Todo empezó con el pie izquierdo: Greenaway llegó a Buenos Aires sin equipaje, gracias a la aerolínea que perdió su maleta. Pero después de conseguirle ropa de repuesto, pocas horas antes le dieron vuelta a una salsa completa en su comida de bienvenida en el Club de la Unión y terminó su primera noche en La Catedral, viendo milonga y soñando con hacer una película en Argentina, inspirado por este oscuro y maravilloso lugar de tango.

Al final de ese día especial, cuando volvíamos al hotel, Peter, que siempre hablaba con ganas de provocar reacciones y una charla interesante, dijo: «El cine está muerto». Pensé que era solo una provocación, de esas que parecía disfrutar; me preguntó qué tipo de cine me gustaba y yo me atreví a devolverle la provocación diciendo que era una fan declarada de Bollywood. Me preguntó si no me aburría en el cine sabiendo desde el comienzo cuál iba a ser el final; un mismo cine repitiendo una misma estructura. El cine se murió porque ya sabemos todos los finales, porque la gente tiene ahora un celular en el bolsillo y el cine con sus salas es un modelo que vamos a ver morir.

Me demoré más de una década en tomarle el peso a lo que hablamos. Pero después de la pandemia tomó otro valor.

El cine murió en un sentido: nuestros roles se han desdibujado y, más que una invitación pesimista llena de frustraciones, esta es una oportunidad para rediseñarlos porque nada del viejo modelo funciona ya.

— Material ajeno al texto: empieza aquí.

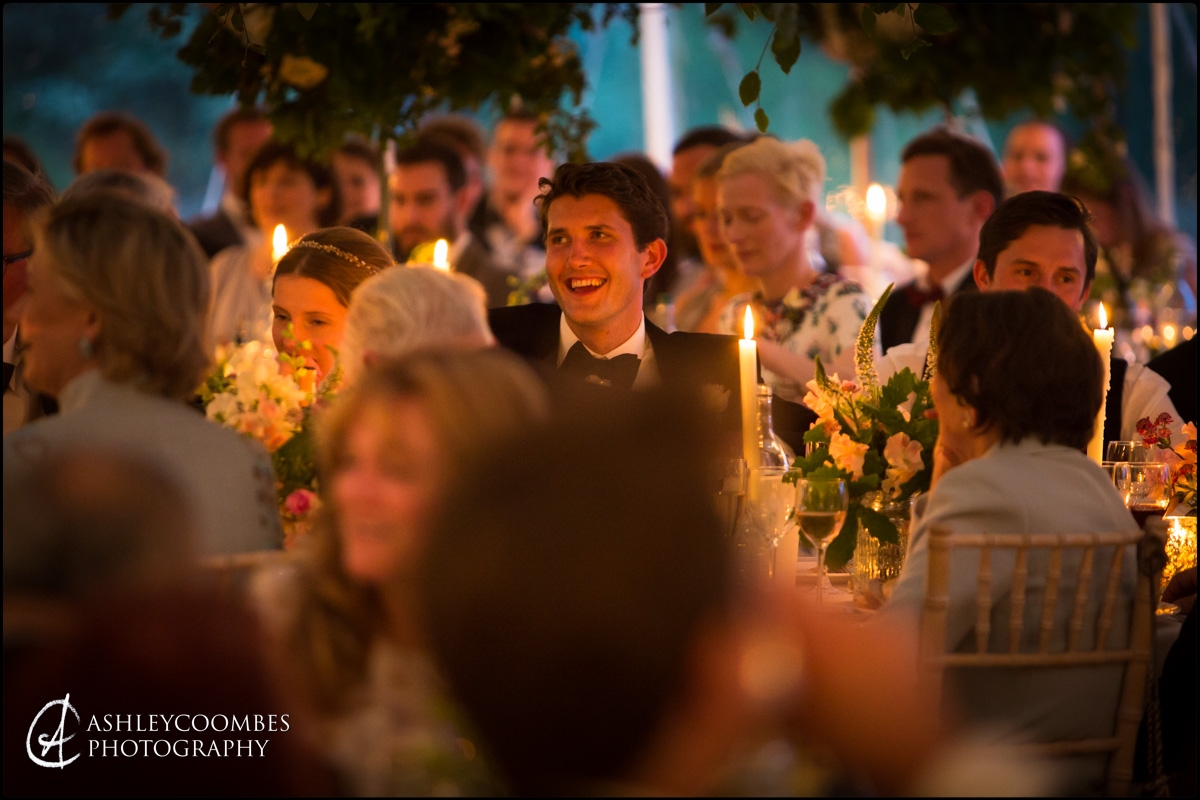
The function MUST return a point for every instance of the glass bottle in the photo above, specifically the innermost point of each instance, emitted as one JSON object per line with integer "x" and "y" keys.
{"x": 773, "y": 451}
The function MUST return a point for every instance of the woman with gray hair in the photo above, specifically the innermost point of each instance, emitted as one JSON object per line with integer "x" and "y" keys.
{"x": 412, "y": 308}
{"x": 114, "y": 324}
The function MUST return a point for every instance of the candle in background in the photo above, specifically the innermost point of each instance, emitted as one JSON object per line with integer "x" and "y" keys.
{"x": 876, "y": 210}
{"x": 441, "y": 252}
{"x": 748, "y": 364}
{"x": 1103, "y": 338}
{"x": 279, "y": 244}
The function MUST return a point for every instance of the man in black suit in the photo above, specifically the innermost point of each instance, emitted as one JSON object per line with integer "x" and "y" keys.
{"x": 605, "y": 233}
{"x": 948, "y": 187}
{"x": 235, "y": 139}
{"x": 430, "y": 200}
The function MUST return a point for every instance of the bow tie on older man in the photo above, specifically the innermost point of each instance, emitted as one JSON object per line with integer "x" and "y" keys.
{"x": 618, "y": 372}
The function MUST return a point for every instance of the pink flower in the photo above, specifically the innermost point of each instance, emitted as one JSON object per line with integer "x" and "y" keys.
{"x": 300, "y": 503}
{"x": 903, "y": 455}
{"x": 847, "y": 453}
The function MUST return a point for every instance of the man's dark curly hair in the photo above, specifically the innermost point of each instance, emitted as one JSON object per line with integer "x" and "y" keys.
{"x": 1025, "y": 364}
{"x": 621, "y": 184}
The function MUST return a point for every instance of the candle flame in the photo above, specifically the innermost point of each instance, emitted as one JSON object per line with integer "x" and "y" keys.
{"x": 441, "y": 251}
{"x": 280, "y": 242}
{"x": 876, "y": 203}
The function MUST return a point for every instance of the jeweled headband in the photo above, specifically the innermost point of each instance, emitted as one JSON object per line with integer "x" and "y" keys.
{"x": 335, "y": 251}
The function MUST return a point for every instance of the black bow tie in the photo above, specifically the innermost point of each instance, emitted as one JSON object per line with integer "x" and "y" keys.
{"x": 919, "y": 298}
{"x": 619, "y": 371}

En cambio, el Cine —con mayúscula— no murió, sino todo lo contrario: la pandemia sirvió para darnos cuenta de que no eran los exhibidores y los distribuidores las figuras claves, y que con un evento como ese podrían desaparecer. Se hizo evidente la necesidad inmortal de contar historias y al tiempo se modificaron muchas cosas: las ventanas de exhibición, los modelos de negocios, los soportes y hasta los hábitos de las audiencias. Lo único que sobrevivió al colapso fue la búsqueda de historias no como entretención solamente, sino como una necesidad urgente de contar con ellas para ordenar y darle sentido al mundo. El contenido se coronó entonces como el rey indiscutido.

* * *

Tengo la certeza de que después de la pandemia solo comprobamos que el Cine y el contenido jamás murieron.  Lo que murió fue una única forma de consumirlo, de dibujar nuestros roles, de tratar de hacer funcionar la máquina con fórmulas que aprendimos hace mucho tiempo. Seguimos frustrados sin poner el foco en lo relevante: las oportunidades y los desafíos monumentales que traen consigo la inteligencia artificial, el agotamiento de los modelos de financiamiento y las gastadas estructuras que tenemos aprendidas. En definitiva, este período me hace sentir como un mamut antes de la última glaciación.

El Cine no ha muerto y la necesidad de contar historias jamás va a morir, pero lo que sí entrará en extinción será una industria que se niegue a tomar riesgos creativos y financieros y a aceptar que este modelo tiene los días contados.

Y es mejor volver a apostar antes de que llegue definitivamente esa última glaciación.